Recusa de preso ao trabalho pode tornar-se falta grave
18/09/2006 - 11:31
O Projeto de Lei 7156/06, do deputado Moroni Torgan (PFL-CE), inclui entre as faltas graves do preso a recusa ao trabalho no estabelecimento prisional. A proposta altera a Lei de Execução Penal (7210/84). "O trabalho dentro dos presídios é uma das melhores formas de atingir o objetivo da ressocialização do preso", diz o deputado.
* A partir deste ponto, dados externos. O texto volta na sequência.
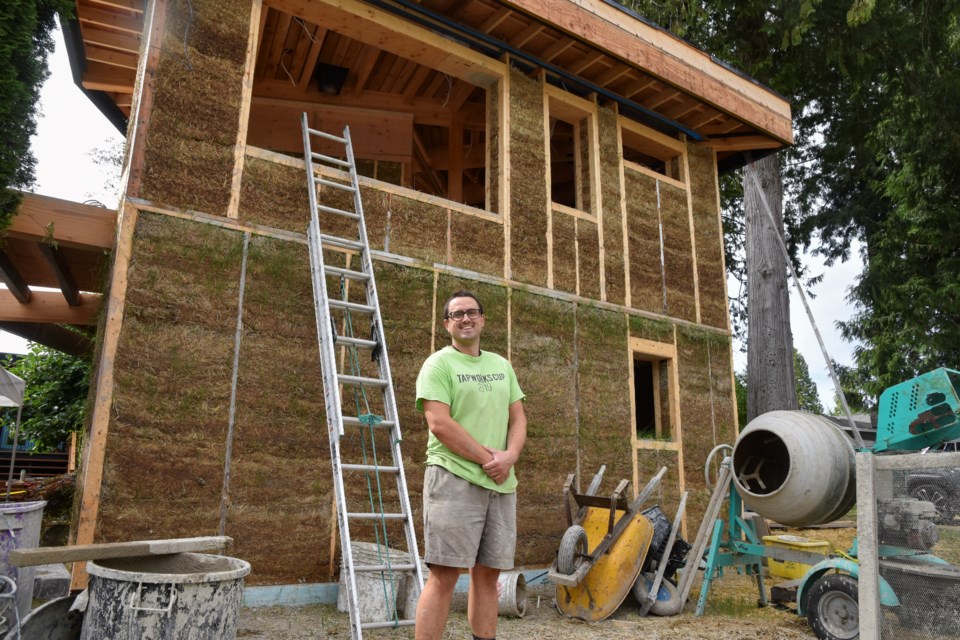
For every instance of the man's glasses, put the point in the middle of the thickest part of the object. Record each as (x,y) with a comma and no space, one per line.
(473,314)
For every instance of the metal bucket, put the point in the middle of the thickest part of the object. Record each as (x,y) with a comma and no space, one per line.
(181,596)
(796,468)
(19,529)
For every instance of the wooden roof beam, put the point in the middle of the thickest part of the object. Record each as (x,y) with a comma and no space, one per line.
(51,335)
(14,280)
(667,58)
(110,20)
(57,261)
(49,306)
(83,226)
(370,25)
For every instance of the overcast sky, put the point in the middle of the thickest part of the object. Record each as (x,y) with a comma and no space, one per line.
(71,129)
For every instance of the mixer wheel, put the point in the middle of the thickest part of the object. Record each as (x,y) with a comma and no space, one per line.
(832,610)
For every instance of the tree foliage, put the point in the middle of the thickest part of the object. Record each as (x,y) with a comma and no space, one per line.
(25,41)
(874,86)
(55,395)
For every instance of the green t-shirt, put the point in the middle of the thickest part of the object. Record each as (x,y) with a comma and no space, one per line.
(479,392)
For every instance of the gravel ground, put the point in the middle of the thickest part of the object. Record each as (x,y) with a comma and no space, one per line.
(731,613)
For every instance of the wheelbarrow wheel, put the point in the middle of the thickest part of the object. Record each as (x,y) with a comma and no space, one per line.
(573,547)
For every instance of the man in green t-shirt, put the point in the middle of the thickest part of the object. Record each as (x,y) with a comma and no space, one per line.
(474,409)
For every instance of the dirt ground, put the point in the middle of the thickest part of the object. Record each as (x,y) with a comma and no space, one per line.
(732,613)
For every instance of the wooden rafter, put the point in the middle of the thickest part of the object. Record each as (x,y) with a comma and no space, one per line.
(14,280)
(57,261)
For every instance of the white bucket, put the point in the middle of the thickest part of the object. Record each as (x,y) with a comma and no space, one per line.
(512,594)
(20,524)
(377,592)
(181,596)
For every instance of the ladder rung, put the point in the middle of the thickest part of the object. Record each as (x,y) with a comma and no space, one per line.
(383,567)
(351,306)
(359,342)
(329,159)
(351,421)
(335,185)
(376,516)
(369,467)
(338,212)
(327,136)
(387,625)
(343,243)
(357,380)
(346,273)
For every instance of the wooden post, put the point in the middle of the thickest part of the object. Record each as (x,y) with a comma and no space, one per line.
(96,444)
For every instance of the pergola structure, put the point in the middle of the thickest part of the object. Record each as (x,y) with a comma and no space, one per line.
(52,261)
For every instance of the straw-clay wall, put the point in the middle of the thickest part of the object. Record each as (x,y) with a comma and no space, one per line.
(188,279)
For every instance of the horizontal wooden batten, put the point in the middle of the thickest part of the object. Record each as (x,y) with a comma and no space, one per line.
(667,58)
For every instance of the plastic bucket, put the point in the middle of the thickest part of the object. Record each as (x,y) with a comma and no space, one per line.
(511,595)
(378,592)
(181,596)
(19,529)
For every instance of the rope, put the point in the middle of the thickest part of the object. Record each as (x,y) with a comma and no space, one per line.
(371,420)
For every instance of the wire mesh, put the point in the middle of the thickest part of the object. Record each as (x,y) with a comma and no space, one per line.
(910,536)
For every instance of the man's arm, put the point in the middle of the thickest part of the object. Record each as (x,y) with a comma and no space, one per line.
(451,434)
(499,467)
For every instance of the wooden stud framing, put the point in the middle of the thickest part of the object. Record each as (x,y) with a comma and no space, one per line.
(239,153)
(96,444)
(685,159)
(146,76)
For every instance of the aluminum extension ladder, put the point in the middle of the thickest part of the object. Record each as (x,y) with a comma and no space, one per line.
(367,426)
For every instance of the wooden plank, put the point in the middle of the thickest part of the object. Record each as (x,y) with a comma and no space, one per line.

De acordo com a Lei de Execução Penal, o preso que comete falta disciplinar grave perde o direito a exercer trabalho externo e às saídas temporárias. Perde também o direito de remição, que é a redução da pena pela prática de algum trabalho na prisão.
Além disso, a falta grave pode levar o condenado a entrar no chamado regime disciplinar diferenciado. Nesse regime, o preso fica recolhido a uma cela individual durante todo o dia, excetuadas duas horas para banho de sol, e tem redução no número de visitas externas, como de familiares e advogado.
"A manutenção do preso ocupado a maior parte do tempo evita o ócio e uma série de problemas, como motins e rebeliões", salientou Moroni Torgan.
Tramitação Reportagem - Janary Júnior
Sujeito à apreciação do Plenário, o projeto será examinado antes pelas comissões de Segurança Pública e Combate ao Crime Organizado; e de Constituição e Justiça e de Cidadania.